2: minimum date = 2023-07-11 20:37:00-10:00 and maximum date = 2023-07-12 09:46:00-10:00

3: 324


Solution¶


In [19]:
import pandas as pd
import pytz

df = pd.read_csv('https://firms.modaps.eosdis.nasa.gov/content/notebooks/sample_viirs_snpp_071223.csv')
extent = [-160.5,17.5, -63.8,50] # get USA (Conterminous) and Hawaii extent
df_usa = df[(df['longitude'] >= extent[0]) & (df['latitude'] >= extent[1]) & (df['longitude'] <= extent[2]) & (df['latitude'] <= extent[3])].copy()

total_fires = len(df_usa) # provide count of records for df_usa

print ('Answer 1: There are %i detections for USA (Conterminous) and Hawaii' % total_fires)

df_usa['acq_datetime'] = pd.to_datetime(df_usa['acq_date'] + ' ' + df_usa['acq_time'].astype(str).str.zfill(4), format='%Y-%m-%d %H%M')
min_date = df_usa['acq_datetime'].dt.tz_localize('GMT').dt.tz_convert('Pacific/Honolulu').min()
max_date = df_usa['acq_datetime'].dt.tz_localize('GMT').dt.tz_convert('Pacific/Honolulu').max()

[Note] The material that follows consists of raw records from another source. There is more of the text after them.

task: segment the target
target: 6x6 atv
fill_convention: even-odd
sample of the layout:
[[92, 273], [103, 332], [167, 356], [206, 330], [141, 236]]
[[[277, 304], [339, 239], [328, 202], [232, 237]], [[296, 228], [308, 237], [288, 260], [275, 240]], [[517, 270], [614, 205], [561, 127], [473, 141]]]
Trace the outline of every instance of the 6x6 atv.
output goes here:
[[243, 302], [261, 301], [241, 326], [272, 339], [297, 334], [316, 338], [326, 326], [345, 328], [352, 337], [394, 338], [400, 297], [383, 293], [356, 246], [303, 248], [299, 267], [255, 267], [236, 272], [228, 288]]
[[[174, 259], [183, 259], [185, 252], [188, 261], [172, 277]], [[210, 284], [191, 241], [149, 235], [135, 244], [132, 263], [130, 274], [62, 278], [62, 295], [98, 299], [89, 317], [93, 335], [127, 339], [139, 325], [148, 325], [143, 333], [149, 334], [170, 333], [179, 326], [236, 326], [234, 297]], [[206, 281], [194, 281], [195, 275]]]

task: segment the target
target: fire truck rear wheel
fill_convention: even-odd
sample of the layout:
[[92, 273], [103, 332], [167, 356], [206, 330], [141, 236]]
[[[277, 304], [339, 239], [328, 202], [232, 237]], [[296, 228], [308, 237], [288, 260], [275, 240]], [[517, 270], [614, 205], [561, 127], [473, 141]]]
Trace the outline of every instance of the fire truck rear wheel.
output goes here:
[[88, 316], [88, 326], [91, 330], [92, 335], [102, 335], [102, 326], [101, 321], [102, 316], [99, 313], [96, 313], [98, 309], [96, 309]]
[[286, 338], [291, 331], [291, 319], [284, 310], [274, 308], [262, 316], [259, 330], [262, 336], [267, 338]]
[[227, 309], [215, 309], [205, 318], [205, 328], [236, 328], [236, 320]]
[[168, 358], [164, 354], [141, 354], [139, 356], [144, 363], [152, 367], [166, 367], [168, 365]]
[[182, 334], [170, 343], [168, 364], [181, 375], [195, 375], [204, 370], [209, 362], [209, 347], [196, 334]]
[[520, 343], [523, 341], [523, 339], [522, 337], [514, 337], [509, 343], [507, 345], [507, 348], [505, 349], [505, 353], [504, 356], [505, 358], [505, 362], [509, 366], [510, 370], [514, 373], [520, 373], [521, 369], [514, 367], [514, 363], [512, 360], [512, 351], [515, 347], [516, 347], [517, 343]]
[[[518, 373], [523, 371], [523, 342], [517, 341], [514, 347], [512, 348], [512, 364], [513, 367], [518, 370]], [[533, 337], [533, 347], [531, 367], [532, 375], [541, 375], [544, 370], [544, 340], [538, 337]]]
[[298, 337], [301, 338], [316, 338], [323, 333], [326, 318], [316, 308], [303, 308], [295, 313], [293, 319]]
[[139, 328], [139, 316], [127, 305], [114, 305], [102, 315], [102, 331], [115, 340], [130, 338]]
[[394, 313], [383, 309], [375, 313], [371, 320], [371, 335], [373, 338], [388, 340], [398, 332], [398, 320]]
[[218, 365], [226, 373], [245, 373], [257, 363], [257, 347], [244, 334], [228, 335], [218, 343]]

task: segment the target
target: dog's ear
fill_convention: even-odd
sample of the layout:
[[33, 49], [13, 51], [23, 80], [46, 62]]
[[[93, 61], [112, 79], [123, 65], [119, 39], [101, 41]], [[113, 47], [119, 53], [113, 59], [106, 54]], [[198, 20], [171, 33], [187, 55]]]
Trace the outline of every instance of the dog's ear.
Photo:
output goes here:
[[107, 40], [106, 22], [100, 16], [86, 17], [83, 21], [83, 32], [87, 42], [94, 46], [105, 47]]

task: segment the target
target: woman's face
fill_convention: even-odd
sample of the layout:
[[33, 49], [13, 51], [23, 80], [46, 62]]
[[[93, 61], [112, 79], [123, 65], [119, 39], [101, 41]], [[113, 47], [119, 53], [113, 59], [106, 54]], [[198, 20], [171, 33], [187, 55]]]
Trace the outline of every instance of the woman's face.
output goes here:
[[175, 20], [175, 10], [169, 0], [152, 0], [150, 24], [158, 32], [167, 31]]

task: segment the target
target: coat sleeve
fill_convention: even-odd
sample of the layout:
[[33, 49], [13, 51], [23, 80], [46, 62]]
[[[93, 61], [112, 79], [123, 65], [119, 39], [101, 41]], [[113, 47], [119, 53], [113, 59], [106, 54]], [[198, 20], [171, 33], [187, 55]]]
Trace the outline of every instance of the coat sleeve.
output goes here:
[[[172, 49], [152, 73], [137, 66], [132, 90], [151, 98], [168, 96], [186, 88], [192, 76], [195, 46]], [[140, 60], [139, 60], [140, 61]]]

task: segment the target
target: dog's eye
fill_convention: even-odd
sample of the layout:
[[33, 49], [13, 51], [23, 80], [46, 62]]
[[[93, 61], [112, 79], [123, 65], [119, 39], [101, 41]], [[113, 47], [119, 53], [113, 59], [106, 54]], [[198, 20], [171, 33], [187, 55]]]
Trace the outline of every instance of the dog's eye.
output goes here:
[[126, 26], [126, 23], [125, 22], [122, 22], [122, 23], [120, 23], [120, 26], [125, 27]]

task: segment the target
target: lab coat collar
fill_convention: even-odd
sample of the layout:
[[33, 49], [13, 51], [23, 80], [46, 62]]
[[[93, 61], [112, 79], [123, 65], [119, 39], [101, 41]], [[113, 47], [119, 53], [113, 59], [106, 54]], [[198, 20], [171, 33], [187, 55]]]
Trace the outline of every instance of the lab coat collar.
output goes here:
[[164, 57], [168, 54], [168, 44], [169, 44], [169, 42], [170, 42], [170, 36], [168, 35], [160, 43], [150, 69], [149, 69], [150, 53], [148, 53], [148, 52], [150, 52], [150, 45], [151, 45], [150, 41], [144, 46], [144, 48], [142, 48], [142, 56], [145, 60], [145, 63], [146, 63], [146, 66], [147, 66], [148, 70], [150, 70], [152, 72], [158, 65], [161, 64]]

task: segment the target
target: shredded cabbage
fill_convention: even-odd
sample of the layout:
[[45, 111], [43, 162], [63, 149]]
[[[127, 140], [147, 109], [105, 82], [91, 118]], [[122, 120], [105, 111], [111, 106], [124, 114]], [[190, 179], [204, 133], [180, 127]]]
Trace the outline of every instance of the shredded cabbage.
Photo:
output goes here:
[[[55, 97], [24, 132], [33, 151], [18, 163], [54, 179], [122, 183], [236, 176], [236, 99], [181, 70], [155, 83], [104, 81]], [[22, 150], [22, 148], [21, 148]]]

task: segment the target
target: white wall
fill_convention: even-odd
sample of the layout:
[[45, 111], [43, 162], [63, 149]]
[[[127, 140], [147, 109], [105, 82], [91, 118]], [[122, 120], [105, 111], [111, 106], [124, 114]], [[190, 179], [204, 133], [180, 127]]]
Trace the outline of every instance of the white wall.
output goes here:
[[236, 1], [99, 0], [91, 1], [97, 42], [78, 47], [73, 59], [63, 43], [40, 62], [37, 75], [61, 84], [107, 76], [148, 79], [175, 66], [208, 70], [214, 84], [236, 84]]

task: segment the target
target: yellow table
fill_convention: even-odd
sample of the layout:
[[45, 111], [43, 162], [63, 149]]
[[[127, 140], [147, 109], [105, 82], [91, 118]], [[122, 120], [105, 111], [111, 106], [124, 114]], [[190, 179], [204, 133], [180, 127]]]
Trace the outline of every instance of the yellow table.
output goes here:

print ('Answer 2: For USA (Conterminous) and Hawaii, using Honolulu timezone, minimum date is %s and maximum date is %s' % (str(min_date), str(max_date)) )

urt_records = len(df_usa[df_usa['version'] == '2.0URT'])
print ('There are %i ultra real time records.' % urt_records)
Answer 1: There are 900 detections for USA (Conterminous) and Hawaii
Answer 2: For USA (Conterminous) and Hawaii, using Honolulu timezone, minimum date is 2023-07-11 20:37:00-10:00 and maximum date is 2023-07-12 09:46:00-10:00
There are 324 ultra real time records.

Errors¶


If your execution fails, make sure you execute all of the code above the failed section.